I've done a couple designs with clock-sprung cabling and a number more with Kabelschlepp or igus chains and each has their own awful cable dynamics to deal with. Make sure that the cable is only bending in one direction and isn't rolling or twisting, and if you can, design the cable without using twisted pair. New England Wire has a pretty good high-flex wire, as did Gore before they left the industry. If you're feeling like spending ludicrous dollars, Leoni makes a really nice high-flex, process hardened, high dielectric, vacuum compatible wire that consists of bundles of high flex similar to the NEW wire wrapped in a teflon jacket and then overmoulded/extruded with a PTFE/PFPE/PTFE sandwich. It's great wire, although doing the ground termination on it is a bitch.

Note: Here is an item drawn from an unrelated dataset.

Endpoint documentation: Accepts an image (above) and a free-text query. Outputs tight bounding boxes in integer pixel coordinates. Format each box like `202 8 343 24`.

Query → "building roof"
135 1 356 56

If you can avoid clock-springing, do so. The mechanical dynamics are heinous to get right. What sort of rotation, accel, decel, radius of curvature, number of wires, move time, and cycle life are you looking at?

We need to wind 20 ft of .75 in diameter cable on the reel. It has to resist at least 200N of shock and only take 20N to unreel. The cables have 3 10 AWG high current paths that carry 30 amps and 2 14 AWG low current paths with an unspecified amperage. The minimum bend radius is 3.5 inches, and the suggested lifetime is 10 years of intermittent use (its an EV charging cable).

EDIT: I talked to the company contact for this project, apparently a resistance of 500 micro Ohms is pretty BS since not even one of the wires has that low of a resistance.